Expressing $\ln \sqrt[3]{54}$ in terms of $\ln 2$ and/or $\ln 3$

Question

Express $\ln \sqrt[3]{54}$ in terms of $\ln 2$ and/or $\ln 3$

I know that $\sqrt[3]{54}=54^{1/3}$ but otherwise I don't know how to address these types of problems. How do I solve this, and is there a general way of tackling these problems? Like, if I had $\ln.75$ or $\ln \frac{8}{9}$, for example.
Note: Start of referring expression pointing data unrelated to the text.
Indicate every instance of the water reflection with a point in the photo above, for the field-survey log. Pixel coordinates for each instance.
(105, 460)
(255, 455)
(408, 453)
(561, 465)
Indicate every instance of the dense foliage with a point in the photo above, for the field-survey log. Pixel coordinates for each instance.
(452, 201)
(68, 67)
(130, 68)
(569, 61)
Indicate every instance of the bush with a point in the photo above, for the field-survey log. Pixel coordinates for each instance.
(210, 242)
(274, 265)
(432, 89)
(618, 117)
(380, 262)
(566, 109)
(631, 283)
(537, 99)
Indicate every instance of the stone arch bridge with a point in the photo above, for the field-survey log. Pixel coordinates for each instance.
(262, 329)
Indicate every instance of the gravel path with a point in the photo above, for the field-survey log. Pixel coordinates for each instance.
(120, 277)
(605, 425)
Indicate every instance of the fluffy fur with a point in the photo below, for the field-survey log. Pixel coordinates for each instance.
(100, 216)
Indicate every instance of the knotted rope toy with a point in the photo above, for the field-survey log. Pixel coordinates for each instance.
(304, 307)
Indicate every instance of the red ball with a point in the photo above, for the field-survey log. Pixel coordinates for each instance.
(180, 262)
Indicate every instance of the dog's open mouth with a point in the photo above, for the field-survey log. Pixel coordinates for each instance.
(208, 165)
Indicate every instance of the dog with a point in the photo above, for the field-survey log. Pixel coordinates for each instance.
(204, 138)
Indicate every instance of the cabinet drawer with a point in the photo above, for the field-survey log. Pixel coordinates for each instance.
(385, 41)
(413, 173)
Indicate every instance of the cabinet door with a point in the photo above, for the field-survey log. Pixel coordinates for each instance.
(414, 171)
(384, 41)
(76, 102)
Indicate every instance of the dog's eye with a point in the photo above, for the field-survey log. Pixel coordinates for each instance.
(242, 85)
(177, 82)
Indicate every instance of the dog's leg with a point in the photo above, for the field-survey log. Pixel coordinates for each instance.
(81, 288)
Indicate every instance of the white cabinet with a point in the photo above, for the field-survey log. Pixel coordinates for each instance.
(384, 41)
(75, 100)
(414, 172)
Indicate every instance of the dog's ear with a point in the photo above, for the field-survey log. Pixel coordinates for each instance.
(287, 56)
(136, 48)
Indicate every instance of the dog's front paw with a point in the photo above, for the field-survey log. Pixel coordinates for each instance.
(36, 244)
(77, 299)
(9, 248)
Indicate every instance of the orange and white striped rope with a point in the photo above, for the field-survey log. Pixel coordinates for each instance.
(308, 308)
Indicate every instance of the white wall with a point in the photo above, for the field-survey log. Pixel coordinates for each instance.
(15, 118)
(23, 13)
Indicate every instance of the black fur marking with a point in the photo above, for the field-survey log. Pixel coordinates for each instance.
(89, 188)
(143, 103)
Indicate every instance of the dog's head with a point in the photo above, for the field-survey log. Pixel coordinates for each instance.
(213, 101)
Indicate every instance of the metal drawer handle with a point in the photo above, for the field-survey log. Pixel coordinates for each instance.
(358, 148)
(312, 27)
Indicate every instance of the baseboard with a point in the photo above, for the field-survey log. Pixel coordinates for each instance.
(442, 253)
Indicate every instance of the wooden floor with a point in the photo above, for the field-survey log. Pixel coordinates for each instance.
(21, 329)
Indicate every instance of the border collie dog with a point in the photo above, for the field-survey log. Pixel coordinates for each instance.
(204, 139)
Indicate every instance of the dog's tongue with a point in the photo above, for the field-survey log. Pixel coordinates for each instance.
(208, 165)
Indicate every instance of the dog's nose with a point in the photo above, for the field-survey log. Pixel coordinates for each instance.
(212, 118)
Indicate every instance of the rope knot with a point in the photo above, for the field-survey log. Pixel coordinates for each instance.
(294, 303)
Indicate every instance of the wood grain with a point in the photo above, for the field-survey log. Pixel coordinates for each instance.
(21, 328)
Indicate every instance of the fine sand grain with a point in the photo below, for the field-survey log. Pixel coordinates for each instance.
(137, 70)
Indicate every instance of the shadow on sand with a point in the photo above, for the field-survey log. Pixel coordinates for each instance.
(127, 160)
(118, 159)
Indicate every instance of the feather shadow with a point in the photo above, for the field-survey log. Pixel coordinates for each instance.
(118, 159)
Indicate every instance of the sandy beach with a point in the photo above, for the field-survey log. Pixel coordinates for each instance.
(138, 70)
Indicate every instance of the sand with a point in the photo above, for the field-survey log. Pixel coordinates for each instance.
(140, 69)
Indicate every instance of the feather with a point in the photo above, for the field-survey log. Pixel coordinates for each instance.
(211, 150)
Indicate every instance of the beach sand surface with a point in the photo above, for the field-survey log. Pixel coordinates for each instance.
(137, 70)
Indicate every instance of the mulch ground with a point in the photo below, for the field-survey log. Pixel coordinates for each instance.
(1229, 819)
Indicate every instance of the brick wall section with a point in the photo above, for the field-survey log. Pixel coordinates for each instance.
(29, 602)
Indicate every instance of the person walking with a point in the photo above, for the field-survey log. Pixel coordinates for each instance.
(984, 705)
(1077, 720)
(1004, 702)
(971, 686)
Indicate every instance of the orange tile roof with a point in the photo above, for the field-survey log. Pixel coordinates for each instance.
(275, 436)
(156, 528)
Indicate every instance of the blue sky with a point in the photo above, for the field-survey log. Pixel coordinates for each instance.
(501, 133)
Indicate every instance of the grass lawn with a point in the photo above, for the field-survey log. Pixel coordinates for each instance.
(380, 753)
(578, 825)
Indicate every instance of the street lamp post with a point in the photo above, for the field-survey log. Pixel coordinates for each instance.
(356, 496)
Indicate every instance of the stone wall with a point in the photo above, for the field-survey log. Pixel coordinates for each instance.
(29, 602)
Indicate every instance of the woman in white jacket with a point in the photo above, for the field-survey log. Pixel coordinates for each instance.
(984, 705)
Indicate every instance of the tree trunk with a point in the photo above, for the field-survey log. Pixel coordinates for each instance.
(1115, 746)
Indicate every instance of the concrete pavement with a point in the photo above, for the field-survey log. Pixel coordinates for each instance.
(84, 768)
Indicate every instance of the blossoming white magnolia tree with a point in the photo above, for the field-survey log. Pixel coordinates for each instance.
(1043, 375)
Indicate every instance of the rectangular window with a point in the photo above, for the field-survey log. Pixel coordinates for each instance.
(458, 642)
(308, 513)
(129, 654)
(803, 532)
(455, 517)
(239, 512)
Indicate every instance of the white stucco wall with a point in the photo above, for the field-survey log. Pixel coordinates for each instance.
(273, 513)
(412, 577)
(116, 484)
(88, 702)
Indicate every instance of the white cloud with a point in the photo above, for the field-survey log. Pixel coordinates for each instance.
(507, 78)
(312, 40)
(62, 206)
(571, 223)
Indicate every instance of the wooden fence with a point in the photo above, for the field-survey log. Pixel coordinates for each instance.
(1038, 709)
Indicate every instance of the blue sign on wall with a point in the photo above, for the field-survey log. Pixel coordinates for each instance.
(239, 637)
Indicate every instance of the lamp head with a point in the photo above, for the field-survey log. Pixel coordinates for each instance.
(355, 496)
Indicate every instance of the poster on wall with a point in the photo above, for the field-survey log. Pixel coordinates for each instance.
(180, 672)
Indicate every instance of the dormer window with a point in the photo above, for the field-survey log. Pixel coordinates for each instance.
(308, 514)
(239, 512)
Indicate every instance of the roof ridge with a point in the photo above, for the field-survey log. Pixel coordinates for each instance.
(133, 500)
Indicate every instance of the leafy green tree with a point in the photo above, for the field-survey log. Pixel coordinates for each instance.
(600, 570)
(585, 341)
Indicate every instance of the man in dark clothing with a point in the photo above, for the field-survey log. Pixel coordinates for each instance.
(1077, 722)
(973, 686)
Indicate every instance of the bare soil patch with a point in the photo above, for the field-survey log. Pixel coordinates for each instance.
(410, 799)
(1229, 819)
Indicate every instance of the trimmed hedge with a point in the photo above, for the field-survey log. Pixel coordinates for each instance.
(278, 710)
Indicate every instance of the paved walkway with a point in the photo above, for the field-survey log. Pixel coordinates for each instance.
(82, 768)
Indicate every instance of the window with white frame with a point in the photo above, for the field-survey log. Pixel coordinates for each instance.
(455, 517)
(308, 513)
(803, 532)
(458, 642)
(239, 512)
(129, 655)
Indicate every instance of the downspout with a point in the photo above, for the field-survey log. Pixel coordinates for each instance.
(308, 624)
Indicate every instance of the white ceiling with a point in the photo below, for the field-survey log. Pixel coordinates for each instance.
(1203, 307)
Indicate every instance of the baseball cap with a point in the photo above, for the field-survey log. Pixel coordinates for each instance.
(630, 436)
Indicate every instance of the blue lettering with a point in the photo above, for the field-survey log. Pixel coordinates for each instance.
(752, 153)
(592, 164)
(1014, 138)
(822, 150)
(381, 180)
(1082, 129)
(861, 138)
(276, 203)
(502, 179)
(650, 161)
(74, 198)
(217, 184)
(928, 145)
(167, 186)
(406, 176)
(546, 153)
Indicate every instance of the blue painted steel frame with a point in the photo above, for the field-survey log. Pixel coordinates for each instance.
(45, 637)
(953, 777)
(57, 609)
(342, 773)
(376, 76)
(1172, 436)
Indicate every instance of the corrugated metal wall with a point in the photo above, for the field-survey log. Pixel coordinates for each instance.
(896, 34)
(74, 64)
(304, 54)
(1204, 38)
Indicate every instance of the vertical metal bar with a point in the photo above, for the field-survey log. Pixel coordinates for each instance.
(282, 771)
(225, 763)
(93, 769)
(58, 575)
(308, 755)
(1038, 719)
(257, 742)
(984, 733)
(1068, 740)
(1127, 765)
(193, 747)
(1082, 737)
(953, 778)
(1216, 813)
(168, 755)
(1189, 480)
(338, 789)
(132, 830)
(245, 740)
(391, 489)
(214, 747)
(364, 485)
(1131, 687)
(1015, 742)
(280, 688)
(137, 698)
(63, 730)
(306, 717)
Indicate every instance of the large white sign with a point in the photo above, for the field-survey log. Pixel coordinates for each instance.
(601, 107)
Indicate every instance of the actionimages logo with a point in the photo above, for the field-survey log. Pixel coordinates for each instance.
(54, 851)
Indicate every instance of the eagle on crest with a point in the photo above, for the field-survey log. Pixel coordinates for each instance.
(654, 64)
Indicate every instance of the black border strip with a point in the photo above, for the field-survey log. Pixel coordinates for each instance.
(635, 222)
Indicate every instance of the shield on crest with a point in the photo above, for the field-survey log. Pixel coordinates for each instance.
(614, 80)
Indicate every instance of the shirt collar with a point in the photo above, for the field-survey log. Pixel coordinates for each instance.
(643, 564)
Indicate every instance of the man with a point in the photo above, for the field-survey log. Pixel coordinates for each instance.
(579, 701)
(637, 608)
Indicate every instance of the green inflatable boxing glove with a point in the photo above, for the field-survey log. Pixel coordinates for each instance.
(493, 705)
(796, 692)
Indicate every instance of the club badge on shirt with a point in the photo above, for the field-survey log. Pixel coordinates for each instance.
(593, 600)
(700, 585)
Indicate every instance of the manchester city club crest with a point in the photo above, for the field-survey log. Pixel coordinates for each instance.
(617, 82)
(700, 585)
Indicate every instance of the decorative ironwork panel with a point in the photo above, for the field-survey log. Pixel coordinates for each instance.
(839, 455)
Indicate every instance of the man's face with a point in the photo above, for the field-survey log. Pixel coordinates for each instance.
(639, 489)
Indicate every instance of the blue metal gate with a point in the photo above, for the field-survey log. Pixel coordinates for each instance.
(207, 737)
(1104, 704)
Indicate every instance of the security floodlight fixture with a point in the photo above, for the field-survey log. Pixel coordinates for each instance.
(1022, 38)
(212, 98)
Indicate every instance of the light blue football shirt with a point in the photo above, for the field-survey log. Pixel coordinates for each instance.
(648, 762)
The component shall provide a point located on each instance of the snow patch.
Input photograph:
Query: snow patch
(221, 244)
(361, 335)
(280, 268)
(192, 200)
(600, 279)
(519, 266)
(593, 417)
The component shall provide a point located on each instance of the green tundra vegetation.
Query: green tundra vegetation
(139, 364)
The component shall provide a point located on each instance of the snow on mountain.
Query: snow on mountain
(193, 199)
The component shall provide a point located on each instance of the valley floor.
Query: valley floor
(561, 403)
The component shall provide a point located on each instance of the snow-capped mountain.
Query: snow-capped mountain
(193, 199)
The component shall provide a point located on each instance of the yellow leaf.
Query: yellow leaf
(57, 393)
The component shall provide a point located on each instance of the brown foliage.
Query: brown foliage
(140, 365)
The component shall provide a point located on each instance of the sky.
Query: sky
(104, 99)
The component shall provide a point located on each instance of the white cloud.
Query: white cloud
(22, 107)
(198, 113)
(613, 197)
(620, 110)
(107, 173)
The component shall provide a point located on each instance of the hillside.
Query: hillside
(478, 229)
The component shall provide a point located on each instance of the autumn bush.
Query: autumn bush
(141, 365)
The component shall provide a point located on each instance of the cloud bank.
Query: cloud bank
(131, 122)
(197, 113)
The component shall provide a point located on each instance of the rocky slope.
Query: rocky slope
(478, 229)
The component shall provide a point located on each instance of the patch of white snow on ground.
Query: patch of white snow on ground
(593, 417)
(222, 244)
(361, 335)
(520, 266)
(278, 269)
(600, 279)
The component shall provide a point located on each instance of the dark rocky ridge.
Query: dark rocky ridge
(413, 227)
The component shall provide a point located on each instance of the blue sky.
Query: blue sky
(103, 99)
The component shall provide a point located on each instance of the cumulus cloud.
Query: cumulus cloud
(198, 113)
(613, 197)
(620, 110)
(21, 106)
These types of problems that I have are all different and I don't understand a general way of looking at them.

thanks.

Answer 1

There are three properties to know:

• $\ln(ab) = \ln a + \ln b$

• $\ln \left(\frac a b\right) = \ln a - \ln b$

• $\ln(a^b) = b \ln a$

The rest is just putting things together, and using these multiple times. In particular, you'll probably find it useful to know that $54 = 2 \cdot 3^3$; now expand a few times.

Answer 2

As $\displaystyle \ln a^m=m\ln a\ \ \ \ (1)$ and $\ln a+\ln b=\ln(ab)\ \ \ \ (2)$ when logarithms remain defined

Now, $\displaystyle\sqrt[3]{54}=54^{\frac13}$ use $(1)$

Again, $\displaystyle54=2\cdot3^3$ Now use $(2)$